- Pontypool
- Coordinates: 42°19′38″S 147°57′35″E﻿ / ﻿42.3273°S 147.9598°E
- Population: 53 (2016 census)
- Postcode(s): 7190
- Location: 25 km (16 mi) N of Triabunna
- LGA(s): Glamorgan–Spring Bay
- Region: South-east
- State electorate(s): Lyons
- Federal division(s): Lyons
Localities around Pontypool:
| Little Swanport | Little Swanport | Little Swanport |
| Little Swanport | Pontypool | Little Swanport River |
| Little Swanport | Little Swanport River | Little Swanport River |

= Pontypool, Tasmania =

Pontypool is a rural locality in the local government area (LGA) of Glamorgan–Spring Bay in the South-east LGA region of Tasmania.

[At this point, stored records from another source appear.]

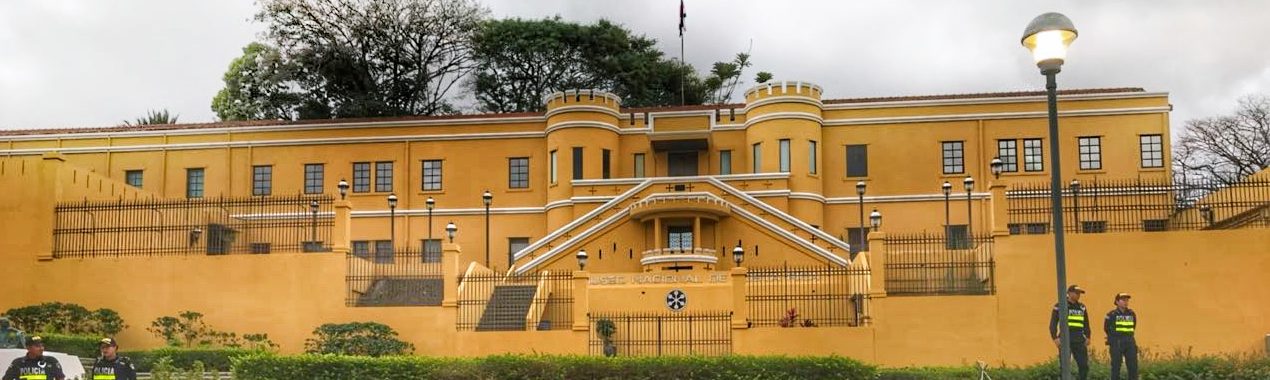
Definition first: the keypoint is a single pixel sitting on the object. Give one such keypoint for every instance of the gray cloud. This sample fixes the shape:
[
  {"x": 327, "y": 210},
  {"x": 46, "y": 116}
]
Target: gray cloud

The locality is about 25 km north of the town of Triabunna. The 2016 census recorded a population of 53 for the state suburb of Pontypool.

==History==
Pontypool is a confirmed locality. Pontypool, meaning “bridge by a pool”, is a town in Wales, and the likely source of the locality name.

==Geography==
The southern and eastern boundaries follow the shoreline of the Little Swanport River estuary.

==Road infrastructure==
Route A3 (Tasman Highway) runs along the western boundary. From there, Pontypool Road provides access to the locality.